Queue Manager Clusters: Resolving Problems

Resolving Problems

The following problems can all be resolved using the REFRESH CLUSTER command. It is unlikely that you will need to use this command during normal circumstances. Use it only if you want your queue manager to make a fresh start in a cluster. Issue the REFRESH CLUSTER command from a queue manager to discard all locally held information about a cluster. For example you might use it if you think your full repository is not up-to-date, perhaps because you have accidentally restored an out-of-date backup. The format of the command is:
REFRESH CLUSTER(clustername) REPOS(YES/NO)
The queue manager from which you issue this command loses all the information in its full repository concerning the named cluster. It also loses any auto-defined channels that are not in doubt and which are not attached to a full repository queue manager. The queue manager has to make a cold-start in that cluster. It must reissue all information about itself and renew its requests for updates to other information that it is interested in. (It does this automatically.)
Here are some procedures for recovering clusters.

Problem 1 -- Out of date information in a restored cluster.

An image backup of PARIS, a partial repository in CLUSTER DEMO has been restored and the cluster information it contains is out of date.

On PARIS, issue the command REFRESH CLUSTER(DEMO)
PARIS will remove all information it has about the cluster DEMO, except that relating to the cluster queue managers which are the full repositories in the cluster. Assuming that this information is still correct, PARIS will contact the full repositories. PARIS will then inform them about itself and its queues and recover the information for queues and queue managers that exist elsewhere in the cluster as they are opened.

Problem 2 -- cluster DEMO force removed by mistake.

RESET CLUSTER(DEMO) QMNAME(PARIS) ACTION(FORCEREMOVE) was issued on a full repository in cluster DEMO by mistake

On PARIS, issue the command REFRESH CLUSTER(DEMO)
See solution to problem Problem 1 -- Out of date information in a restored cluster.

Problem 3 -- Possible repository messages deleted.

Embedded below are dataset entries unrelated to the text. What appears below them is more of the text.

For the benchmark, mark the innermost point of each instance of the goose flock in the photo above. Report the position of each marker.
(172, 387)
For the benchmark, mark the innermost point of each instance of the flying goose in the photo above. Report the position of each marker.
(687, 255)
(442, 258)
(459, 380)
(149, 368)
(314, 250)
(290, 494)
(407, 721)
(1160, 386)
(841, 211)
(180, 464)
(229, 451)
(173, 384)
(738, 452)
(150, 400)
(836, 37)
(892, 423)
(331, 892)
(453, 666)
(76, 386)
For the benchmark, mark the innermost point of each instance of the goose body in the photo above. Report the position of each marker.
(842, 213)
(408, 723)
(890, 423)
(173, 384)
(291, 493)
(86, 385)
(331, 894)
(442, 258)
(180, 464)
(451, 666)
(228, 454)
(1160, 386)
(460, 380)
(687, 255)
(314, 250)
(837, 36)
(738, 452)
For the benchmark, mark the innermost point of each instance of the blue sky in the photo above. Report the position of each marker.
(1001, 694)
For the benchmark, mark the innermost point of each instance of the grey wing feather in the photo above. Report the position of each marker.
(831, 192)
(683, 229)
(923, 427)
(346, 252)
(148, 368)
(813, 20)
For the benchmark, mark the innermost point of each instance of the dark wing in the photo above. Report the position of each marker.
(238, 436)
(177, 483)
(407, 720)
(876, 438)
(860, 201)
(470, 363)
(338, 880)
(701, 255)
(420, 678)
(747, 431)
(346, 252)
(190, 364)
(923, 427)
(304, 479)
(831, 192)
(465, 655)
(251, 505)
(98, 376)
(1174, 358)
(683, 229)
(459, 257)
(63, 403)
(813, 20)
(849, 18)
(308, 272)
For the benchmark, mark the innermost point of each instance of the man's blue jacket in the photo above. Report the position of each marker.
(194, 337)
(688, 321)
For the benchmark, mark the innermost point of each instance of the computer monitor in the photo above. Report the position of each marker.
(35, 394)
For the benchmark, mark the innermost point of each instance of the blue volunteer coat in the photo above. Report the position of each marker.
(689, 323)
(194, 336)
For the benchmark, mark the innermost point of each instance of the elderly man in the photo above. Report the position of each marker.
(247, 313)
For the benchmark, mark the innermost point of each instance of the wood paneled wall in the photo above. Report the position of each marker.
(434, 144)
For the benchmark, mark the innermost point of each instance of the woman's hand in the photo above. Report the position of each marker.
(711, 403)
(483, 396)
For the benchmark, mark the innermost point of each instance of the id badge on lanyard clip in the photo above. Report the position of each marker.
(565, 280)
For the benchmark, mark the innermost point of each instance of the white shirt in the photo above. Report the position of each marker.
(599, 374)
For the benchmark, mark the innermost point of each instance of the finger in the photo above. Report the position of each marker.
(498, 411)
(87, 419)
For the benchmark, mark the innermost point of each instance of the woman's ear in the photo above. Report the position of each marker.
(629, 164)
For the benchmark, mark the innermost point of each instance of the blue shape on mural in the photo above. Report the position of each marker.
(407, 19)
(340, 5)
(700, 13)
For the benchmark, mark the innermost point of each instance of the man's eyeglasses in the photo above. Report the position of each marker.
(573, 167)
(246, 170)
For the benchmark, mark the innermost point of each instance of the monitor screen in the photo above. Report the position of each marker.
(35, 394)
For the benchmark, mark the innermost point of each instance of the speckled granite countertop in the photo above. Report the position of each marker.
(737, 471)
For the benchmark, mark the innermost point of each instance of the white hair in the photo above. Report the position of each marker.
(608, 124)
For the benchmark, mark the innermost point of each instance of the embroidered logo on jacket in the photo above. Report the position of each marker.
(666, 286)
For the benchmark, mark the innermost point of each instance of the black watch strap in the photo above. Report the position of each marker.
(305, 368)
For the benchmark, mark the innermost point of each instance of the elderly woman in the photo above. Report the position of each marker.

Messages destined for PARIS were removed from the SYSTEM.CLUSTER.TRANSMIT.QUEUE in other queue managers and they might have been repository messages

On PARIS, issue the command REFRESH CLUSTER(DEMO)
See solution to problem Problem 1 -- Out of date information in a restored cluster.

Problem 4 -- 2 full repositories moved at the same time.

Cluster DEMO contains two full repositories, PARIS and LONDON. They were both moved to a new location on the network at the same time.

Alter the CONNAME in the CLUSRCVR's and CLUSSDR's to specify the new network addresses.
Alter one of the queue managers (PARIS or LONDON) so it is no longer a full repository for any cluster.
On the altered queue manager, issue the command REFRESH CLUSTER(*) REPOS(YES).
Alter the queue manager so it is acting as a full repository.
This problem could have been avoided if, after moving one of the queue managers (for example LONDON) to its new network address it was allowed to start its CLUSRCVR, altered with the new address. Having informed the rest of the cluster and the other full repository queue manager (PARIS) of the new address of LONDON. The other queue manager (PARIS) can then be moved to its new network address, restarted and its CLUSRCVR modified to show its new network address. The manually defined CLUSSDR channels should also be modified for the sake of clarity, even though at this stage they are not needed for the correct operation of the cluster.
This procedure forces LONDON to reuse the information from the correct CLUSSDR to re-establish contact with PARIS and then rebuild its knowledge of the cluster. Additionally, having once again made contact with PARIS it will be given its own correct network address based on the CONNAME in its CLUSRCVR definition.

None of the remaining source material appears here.